Time line
On Wednesday June 9th the hosting provider for our UK1 hosting location executed planned routine maintenance on several of our servers. During the maintenance, servers were taken out of the production pool one by one.
At 1:45PM BST, during maintenance actions on one of the final servers, another server crashed due to an unrelated hardware failure. Because of this crash, some virtual machines were not moved to a healthy host in time. This caused downtime for some environments.
At 2:13PM SBT the maintenance was completed and our servers were back online. Most TOPdesk environments recovered quickly, but some took up to 45 minutes to start correctly.
While we were starting TOPdesk environments and verifying all services were back online, several customers reported their TOPdesk environment was much slower than usual after the disruption. We investigated the root cause of this problem, and found that due to the disruption one firewall ended up in an inconsistent state, causing traffic to that specific node to be dropped.

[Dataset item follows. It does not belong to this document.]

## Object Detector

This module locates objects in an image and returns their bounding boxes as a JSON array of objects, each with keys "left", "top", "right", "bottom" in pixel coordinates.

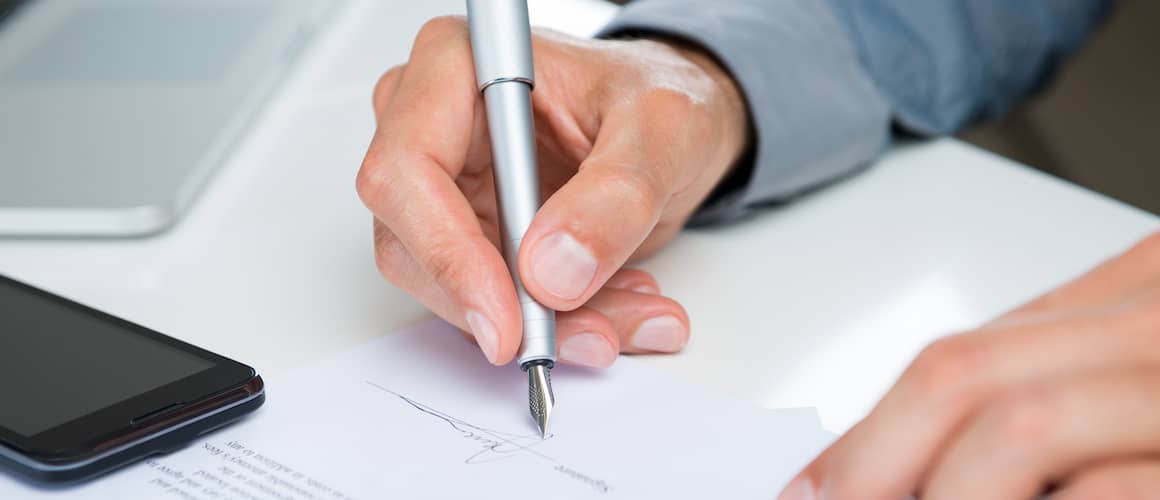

At 4:10PM BST all firewall configurations were restored to the correct state and performance was again back to normal.
Follow up actions
Monitoring on the firewall state is being implemented, allowing us to notice this issue much sooner should it occur again. We’re also working to update our firewall configuration to ensure the inconsistent state issue can’t reoccur.
A team is investigating what can be done to reduce the time it takes to start TOPdesk environments. This will reduce the recovery time for future disruptions.